21 Basics – PDSP

21.1 Construct DataFrame by column

You can create a polars DataFrame from a dictionary of arrays/lists, i.e. by inputting columb by column - just like in pandas:

dat1 = pl.DataFrame({"Fruit":["mango", "banana", "tangerine"],
                     "Rating":[8, 9, 7],
                     "Cost":[5, 2, 3]})
dat1

shape: (3, 3)

Fruit	Rating	Cost
str	i64	i64
"mango"	8	5
"banana"	9	2
"tangerine"	7	3

type(dat1)

polars.dataframe.frame.DataFrame

21.2 Read csv

dat = pl.read_csv("/Users/egenn/icloud/Data/iris.csv",
    schema_overrides={'Species': pl.Categorical})
dat

shape: (150, 5)

Sepal.Length	Sepal.Width	Petal.Length	Petal.Width	Species
f64	f64	f64	f64	cat
5.1	3.5	1.4	0.2	"setosa"
4.9	3.0	1.4	0.2	"setosa"
4.7	3.2	1.3	0.2	"setosa"
4.6	3.1	1.5	0.2	"setosa"
5.0	3.6	1.4	0.2	"setosa"
…	…	…	…	…
6.7	3.0	5.2	2.3	"virginica"
6.3	2.5	5.0	1.9	"virginica"
6.5	3.0	5.2	2.0	"virginica"
6.2	3.4	5.4	2.3	"virginica"
5.9	3.0	5.1	1.8	"virginica"

21.3 Get dimensions: `shape`

dat.shape

(150, 5)

21.4 Show first n rows: `head()`

defaults to first 5 rows

dat.head()

shape: (5, 5)

Sepal.Length	Sepal.Width	Petal.Length	Petal.Width	Species
f64	f64	f64	f64	cat
5.1	3.5	1.4	0.2	"setosa"
4.9	3.0	1.4	0.2	"setosa"
4.7	3.2	1.3	0.2	"setosa"
4.6	3.1	1.5	0.2	"setosa"
5.0	3.6	1.4	0.2	"setosa"

dat.head(3)

shape: (3, 5)

Sepal.Length	Sepal.Width	Petal.Length	Petal.Width	Species
f64	f64	f64	f64	cat
5.1	3.5	1.4	0.2	"setosa"
4.9	3.0	1.4	0.2	"setosa"
4.7	3.2	1.3	0.2	"setosa"

21.5 Get & set column names: `df.columns`

dat.columns

['Sepal.Length', 'Sepal.Width', 'Petal.Length', 'Petal.Width', 'Species']
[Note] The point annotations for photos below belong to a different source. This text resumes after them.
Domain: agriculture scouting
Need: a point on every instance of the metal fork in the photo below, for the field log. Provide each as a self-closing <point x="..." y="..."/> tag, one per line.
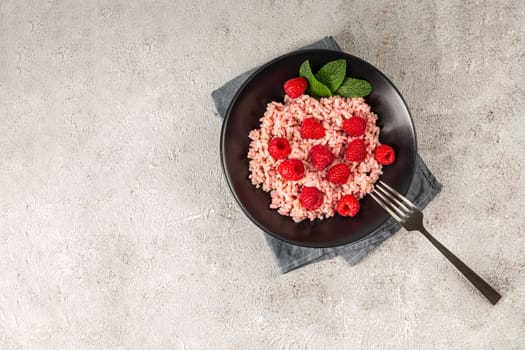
<point x="411" y="218"/>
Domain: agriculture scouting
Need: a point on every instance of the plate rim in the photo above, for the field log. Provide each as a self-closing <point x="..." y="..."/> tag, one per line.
<point x="225" y="123"/>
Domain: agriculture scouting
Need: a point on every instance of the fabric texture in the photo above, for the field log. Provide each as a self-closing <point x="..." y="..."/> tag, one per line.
<point x="287" y="256"/>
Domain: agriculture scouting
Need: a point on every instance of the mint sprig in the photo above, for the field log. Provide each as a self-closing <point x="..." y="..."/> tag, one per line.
<point x="330" y="80"/>
<point x="353" y="87"/>
<point x="332" y="74"/>
<point x="315" y="87"/>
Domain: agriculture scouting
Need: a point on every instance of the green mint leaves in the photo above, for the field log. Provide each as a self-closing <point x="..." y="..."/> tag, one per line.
<point x="352" y="87"/>
<point x="332" y="74"/>
<point x="315" y="87"/>
<point x="330" y="80"/>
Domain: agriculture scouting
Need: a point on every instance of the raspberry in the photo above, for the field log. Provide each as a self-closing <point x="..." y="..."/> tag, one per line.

dat.columns = [re.sub("\.", "_", col) for col in list(dat.columns)]
dat.columns

<>:1: SyntaxWarning:

invalid escape sequence '\.'

<>:1: SyntaxWarning:

invalid escape sequence '\.'

/var/folders/rb/99nqfz7s2rb6d_p0d6yxtbxc0000gn/T/ipykernel_51394/1385048352.py:1: SyntaxWarning:

invalid escape sequence '\.'

['Sepal_Length', 'Sepal_Width', 'Petal_Length', 'Petal_Width', 'Species']

21.6 Get column data types: `df.dtypes`

dat.dtypes

[Float64, Float64, Float64, Float64, Categorical(ordering='physical')]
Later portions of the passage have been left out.